Several lines of epidemiological and biochemical evidence support the association
of type 2 diabetes mellitus (T2DM) and colorectal cancer (CRC). T2DM has been shown
to impinge on the transcriptome of colon tumor cells, promoting their proliferation
and invasion. In order to gain insight into diabetes-specific modulation of colon
cancer signaling, we analyzed gene expression patterns of more than five hundred genes
encoding signaling proteins on TaqMan OpenArray panels from colonoscopic colorectal
tumor samples of type 2 diabetic and non-diabetic patients. In total, 48 transcripts
were found to be differentially expressed in tumors of T2DM patients as compared to
healthy colon samples. Enrichment analysis with the g:GOSt (Gene Ontology Statistics)

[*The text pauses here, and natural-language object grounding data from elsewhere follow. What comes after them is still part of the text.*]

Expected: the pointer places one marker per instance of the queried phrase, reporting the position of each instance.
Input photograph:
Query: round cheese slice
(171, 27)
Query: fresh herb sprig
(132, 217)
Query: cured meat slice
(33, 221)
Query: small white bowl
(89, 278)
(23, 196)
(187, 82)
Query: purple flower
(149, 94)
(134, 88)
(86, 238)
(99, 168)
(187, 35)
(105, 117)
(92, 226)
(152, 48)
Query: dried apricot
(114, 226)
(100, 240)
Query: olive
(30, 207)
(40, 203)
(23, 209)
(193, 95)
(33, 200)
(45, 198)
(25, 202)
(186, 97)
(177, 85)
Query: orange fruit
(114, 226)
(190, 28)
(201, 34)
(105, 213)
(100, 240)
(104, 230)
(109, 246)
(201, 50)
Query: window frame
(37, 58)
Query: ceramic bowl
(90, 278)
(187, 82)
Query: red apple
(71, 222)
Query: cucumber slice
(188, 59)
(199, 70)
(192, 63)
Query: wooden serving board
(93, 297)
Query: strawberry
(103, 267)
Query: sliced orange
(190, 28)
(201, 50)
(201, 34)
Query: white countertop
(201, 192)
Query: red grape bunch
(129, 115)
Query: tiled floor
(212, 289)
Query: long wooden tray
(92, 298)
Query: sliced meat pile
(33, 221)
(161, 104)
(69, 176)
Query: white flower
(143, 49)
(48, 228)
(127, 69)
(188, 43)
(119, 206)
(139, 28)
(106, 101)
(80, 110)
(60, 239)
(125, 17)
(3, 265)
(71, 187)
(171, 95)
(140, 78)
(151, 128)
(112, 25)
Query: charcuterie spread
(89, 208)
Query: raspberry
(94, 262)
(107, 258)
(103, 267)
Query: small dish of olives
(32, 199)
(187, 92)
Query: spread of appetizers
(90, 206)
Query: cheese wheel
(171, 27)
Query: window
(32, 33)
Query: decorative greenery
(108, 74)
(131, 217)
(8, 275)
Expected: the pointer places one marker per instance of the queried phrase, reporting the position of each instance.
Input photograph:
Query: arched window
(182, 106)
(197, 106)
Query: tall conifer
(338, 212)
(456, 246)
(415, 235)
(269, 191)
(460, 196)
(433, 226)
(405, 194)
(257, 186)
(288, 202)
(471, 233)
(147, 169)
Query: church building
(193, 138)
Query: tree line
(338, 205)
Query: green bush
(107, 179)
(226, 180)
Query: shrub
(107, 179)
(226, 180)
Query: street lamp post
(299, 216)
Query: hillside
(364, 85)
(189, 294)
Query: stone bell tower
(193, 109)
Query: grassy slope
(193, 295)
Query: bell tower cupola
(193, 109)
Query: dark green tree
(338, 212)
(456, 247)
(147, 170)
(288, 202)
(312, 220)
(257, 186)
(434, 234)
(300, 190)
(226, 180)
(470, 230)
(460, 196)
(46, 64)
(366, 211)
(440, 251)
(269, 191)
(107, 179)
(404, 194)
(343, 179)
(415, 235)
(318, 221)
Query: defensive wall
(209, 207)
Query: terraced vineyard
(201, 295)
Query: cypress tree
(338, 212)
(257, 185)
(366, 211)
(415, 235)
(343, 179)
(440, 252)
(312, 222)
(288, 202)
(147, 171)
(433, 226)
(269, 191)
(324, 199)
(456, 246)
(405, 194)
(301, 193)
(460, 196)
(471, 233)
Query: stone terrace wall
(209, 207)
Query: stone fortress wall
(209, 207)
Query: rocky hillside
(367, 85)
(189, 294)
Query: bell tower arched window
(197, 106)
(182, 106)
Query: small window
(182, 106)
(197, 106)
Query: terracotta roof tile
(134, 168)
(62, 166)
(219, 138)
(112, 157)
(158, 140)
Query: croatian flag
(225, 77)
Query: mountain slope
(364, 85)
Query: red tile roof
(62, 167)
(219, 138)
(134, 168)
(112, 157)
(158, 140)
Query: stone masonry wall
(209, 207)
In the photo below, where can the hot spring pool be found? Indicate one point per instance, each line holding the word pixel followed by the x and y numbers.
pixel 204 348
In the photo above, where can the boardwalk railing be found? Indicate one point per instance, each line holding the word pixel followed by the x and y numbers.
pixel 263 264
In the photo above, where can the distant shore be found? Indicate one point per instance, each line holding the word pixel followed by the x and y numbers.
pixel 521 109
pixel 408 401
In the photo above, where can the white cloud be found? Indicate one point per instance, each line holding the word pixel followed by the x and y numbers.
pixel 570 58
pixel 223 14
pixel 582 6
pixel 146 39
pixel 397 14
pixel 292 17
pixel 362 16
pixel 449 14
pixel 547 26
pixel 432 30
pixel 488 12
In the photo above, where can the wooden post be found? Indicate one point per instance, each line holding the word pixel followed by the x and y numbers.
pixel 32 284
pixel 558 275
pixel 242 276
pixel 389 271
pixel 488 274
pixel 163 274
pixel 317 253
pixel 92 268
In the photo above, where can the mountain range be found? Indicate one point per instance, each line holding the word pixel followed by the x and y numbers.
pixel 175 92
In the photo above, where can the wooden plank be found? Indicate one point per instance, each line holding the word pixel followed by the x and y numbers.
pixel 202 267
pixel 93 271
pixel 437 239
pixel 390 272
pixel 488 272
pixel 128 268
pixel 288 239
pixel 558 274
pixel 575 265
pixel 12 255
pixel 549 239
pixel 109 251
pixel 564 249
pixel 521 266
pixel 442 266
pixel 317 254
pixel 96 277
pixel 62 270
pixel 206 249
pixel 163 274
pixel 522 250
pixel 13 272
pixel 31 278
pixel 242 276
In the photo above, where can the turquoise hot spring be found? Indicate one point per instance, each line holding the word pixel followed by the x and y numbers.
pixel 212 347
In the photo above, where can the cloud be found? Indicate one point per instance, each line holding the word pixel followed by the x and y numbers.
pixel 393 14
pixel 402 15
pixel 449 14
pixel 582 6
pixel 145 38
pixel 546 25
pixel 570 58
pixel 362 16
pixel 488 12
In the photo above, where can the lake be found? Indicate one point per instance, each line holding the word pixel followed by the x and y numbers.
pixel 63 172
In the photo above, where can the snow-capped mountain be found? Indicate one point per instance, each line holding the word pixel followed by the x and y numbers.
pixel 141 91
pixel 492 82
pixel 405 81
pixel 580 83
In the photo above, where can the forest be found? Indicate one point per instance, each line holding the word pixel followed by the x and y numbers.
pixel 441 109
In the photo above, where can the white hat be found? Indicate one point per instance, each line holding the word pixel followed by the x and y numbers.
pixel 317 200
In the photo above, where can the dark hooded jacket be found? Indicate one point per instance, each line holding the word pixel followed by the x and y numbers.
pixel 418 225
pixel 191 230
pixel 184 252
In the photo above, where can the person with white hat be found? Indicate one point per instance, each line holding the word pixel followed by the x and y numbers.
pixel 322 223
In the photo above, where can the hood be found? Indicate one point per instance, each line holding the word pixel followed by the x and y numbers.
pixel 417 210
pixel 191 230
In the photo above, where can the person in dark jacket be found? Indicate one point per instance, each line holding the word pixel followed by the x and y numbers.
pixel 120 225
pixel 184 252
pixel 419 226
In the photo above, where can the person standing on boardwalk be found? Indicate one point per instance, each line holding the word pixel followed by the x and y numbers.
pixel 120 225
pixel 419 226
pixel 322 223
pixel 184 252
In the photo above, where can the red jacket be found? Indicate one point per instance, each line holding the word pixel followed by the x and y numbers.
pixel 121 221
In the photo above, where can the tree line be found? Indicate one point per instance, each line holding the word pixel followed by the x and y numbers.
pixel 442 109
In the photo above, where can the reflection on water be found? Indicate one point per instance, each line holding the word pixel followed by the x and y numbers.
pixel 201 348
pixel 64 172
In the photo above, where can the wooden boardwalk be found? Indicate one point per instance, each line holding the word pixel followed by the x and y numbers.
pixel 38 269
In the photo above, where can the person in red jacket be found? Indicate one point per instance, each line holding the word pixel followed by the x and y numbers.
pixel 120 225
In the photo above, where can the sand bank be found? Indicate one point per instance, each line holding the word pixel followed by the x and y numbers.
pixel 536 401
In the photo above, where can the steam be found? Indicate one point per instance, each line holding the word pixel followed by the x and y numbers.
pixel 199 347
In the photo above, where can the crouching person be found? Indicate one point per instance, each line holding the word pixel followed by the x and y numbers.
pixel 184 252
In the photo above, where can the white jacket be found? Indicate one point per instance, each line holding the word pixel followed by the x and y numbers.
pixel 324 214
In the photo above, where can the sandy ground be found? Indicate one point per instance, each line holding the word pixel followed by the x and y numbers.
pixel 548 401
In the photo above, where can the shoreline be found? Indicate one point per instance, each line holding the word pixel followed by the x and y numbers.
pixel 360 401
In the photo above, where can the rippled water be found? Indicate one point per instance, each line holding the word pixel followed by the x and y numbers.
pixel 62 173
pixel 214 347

functional profiling tool revealed that the underlying genes can be classified into
five signaling pathways (in decreasing order of significance: Wnt (wingless-type)/beta-catenin;
Hippo; TNF (tumor necrosis factor); PI3K/Akt (phosphoinositide-3 kinase/protein kinase
B), and platelet activation), implying that targeted downregulation of these signaling
cascades might help combat CRC in diabetic patients. Transcript levels of some of
the differentially expressed genes were also measured from surgically removed diabetic
and non-diabetic CRC specimens by individual qPCR (quantitative real-time PCR) assays
using the adjacent normal tissue mRNA levels as an internal control. The most significantly
altered genes in diabetic tumor samples were largely different from those in non-diabetic
ones, implying that T2DM profoundly alters the expression of signaling genes and presumably
the biological characteristics of CRC.